A range of coatings for a range of properties
An effective solution to this is to use coating layers to improve barrier properties. If the proportion of these coatings is limited to 5% of the total film structure’s weight, the material will still be classified as a mono-material and will be recyclable. These layers protect the barrier properties of film packaging from scratching, condensation, or extreme temperatures during handling or transportation. They can also deliver several other important properties.
For instance, acrylic coatings can provide sealability, which is critical for product shelf life, especially in vacuumed or gas-flushed packaging. A break in the seal can destroy the packaging’s barrier function. However, delivering strong barrier performance alongside good sealability can be difficult.
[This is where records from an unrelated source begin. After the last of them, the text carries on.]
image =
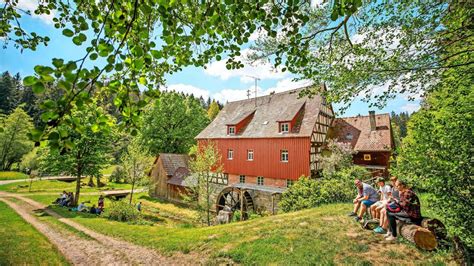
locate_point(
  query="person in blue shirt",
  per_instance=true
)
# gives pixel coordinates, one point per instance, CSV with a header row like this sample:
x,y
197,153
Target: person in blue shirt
x,y
367,197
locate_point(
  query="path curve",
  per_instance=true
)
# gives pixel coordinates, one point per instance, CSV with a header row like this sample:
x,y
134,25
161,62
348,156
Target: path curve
x,y
5,182
81,251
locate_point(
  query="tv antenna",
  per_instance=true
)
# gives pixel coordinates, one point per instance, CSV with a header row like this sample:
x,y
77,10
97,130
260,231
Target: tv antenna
x,y
256,79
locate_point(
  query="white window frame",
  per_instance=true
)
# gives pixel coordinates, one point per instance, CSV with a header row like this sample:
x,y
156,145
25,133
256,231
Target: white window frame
x,y
282,158
250,155
349,136
286,125
219,178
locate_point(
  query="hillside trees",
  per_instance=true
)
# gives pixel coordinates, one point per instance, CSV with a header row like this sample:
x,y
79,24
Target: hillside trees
x,y
171,123
384,49
437,154
88,151
213,110
136,162
124,35
206,164
14,141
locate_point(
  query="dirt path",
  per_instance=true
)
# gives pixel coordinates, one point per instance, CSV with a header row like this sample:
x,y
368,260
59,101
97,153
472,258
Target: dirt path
x,y
101,250
4,182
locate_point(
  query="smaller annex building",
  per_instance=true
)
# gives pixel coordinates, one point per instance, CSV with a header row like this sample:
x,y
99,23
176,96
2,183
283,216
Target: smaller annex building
x,y
168,177
371,137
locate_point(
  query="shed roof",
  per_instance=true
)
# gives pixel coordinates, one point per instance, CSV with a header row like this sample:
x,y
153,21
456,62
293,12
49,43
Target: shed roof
x,y
270,109
363,139
171,162
183,178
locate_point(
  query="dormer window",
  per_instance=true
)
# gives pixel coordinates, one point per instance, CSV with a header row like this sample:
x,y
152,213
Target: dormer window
x,y
284,127
349,136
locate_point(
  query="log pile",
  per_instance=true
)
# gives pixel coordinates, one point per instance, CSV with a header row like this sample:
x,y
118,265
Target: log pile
x,y
436,227
422,237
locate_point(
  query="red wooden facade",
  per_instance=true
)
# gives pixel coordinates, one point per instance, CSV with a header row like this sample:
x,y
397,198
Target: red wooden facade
x,y
257,125
267,161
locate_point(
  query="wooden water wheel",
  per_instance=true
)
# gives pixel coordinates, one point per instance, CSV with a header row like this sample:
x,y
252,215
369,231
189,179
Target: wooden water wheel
x,y
234,199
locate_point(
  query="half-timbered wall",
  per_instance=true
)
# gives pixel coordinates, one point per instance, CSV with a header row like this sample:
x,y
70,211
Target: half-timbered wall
x,y
319,136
In particular, films’ outer layers must be able to withstand the high temperatures of heat-sealing jaws. Acrylic coatings of 0.8-1.0g/m2 (dry) are used to achieve this, and are particularly suitable for flexible food packaging materials.
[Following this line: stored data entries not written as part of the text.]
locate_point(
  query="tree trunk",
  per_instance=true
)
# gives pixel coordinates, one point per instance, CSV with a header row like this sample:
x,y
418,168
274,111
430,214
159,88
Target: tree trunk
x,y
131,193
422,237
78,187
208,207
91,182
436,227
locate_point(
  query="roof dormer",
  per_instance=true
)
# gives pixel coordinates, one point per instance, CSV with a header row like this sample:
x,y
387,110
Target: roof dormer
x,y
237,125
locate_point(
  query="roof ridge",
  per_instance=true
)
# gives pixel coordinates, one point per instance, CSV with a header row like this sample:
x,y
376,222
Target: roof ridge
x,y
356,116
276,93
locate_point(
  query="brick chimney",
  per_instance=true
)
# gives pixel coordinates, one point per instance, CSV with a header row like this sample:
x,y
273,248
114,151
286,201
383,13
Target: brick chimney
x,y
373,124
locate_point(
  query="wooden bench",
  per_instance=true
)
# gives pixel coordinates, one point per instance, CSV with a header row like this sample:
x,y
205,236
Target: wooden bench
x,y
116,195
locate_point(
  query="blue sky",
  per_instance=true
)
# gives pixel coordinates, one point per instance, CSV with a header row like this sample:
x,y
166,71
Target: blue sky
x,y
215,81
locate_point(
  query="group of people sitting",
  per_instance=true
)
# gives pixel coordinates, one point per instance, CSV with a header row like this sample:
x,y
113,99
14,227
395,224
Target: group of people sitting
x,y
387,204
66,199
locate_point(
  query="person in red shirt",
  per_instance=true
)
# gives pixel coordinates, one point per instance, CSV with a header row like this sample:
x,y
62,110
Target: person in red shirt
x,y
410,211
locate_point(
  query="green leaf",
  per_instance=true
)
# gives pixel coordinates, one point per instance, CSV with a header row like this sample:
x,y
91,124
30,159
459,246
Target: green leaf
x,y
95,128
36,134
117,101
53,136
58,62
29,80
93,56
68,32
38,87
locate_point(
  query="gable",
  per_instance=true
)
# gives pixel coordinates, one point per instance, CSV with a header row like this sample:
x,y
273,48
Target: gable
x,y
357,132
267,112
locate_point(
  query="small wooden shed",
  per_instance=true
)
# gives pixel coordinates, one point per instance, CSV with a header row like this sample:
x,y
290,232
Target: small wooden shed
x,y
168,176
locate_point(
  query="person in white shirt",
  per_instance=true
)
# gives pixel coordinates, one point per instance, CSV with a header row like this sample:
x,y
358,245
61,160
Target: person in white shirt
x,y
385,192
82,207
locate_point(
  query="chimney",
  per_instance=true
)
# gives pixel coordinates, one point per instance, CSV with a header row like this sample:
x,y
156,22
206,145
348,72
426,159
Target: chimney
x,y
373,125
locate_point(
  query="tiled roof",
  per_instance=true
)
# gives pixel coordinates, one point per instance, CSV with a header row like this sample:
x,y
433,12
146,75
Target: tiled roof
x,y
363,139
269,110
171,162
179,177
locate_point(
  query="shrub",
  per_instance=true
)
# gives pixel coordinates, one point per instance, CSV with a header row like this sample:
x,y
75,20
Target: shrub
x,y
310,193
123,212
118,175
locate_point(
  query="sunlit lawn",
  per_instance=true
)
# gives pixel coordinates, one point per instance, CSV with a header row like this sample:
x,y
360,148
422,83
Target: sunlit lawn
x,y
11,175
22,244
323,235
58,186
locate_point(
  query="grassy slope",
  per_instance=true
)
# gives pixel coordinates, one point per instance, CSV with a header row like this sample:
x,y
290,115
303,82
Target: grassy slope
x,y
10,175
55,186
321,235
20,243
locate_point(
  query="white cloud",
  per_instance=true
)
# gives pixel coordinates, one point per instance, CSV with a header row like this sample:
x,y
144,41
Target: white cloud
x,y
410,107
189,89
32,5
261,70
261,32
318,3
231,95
Heat-sealable coating layers also enable sealing on stretched, biaxially-oriented polypropylene and polyester (BOPP and BOPET) film for food packaging. This allows packaging manufacturers to achieve the required strength and consistent adhesion. Typically, these layers are 0.1-0.2g/m2. Additionally, primers are always required with heat-sealable coating layers.
Coatings that provide aroma and odor barriers play another important role in mono-material solutions for food packaging. Some food products, such as chocolate, need to be prevented from picking up external odors that impair their taste. For others, such as coffee and spices, it’s important to maintain their own aroma. Typically, uncoated BOPP film does not provide a sufficient aroma and flavor barrier; nor do most standard heat-seal resins, so specialized coating resins must be used.
Additional coating layers can also protect against mineral oil migration in food packaging. Migration of contaminants from packaging to food is a well-known issue in folding board packaging, but also poses a risk in flexible packaging.
In particular, mineral oil migration from print on the front of packaging has been known to contaminate dry food products like cereal, pasta, and rice – and some of these oils are classified as carcinogens. PE and BOPP do not form sufficient mineral oil barriers, so packaging manufacturers must use extra layers to keep food safe.
In laminated materials, adhesives also play an important part in optimizing packaging for the environment where it will be used. They can be polyurethane, acrylic, or natural rubber latex adhesives, or non-PE- or non-PP-based tie-layers. Observing the maximum coating weight limit is particularly important in adhesives to avoid gel formation during extrusion, which reduces recyclate quality and blocks screen filters on the extrusion line.
From six layers to four
To meet the growing need for recyclable packaging – and therefore, for high-performance mono-material solutions – DSM has developed several coating resins that provide these properties. They form thin, functional coatings that are suitable for many applications, including flexible packaging and film. In line with Ceflex guidelines, these coatings can replace thicker material layers to help ensure that flexible and film packaging can still be recycled and reused.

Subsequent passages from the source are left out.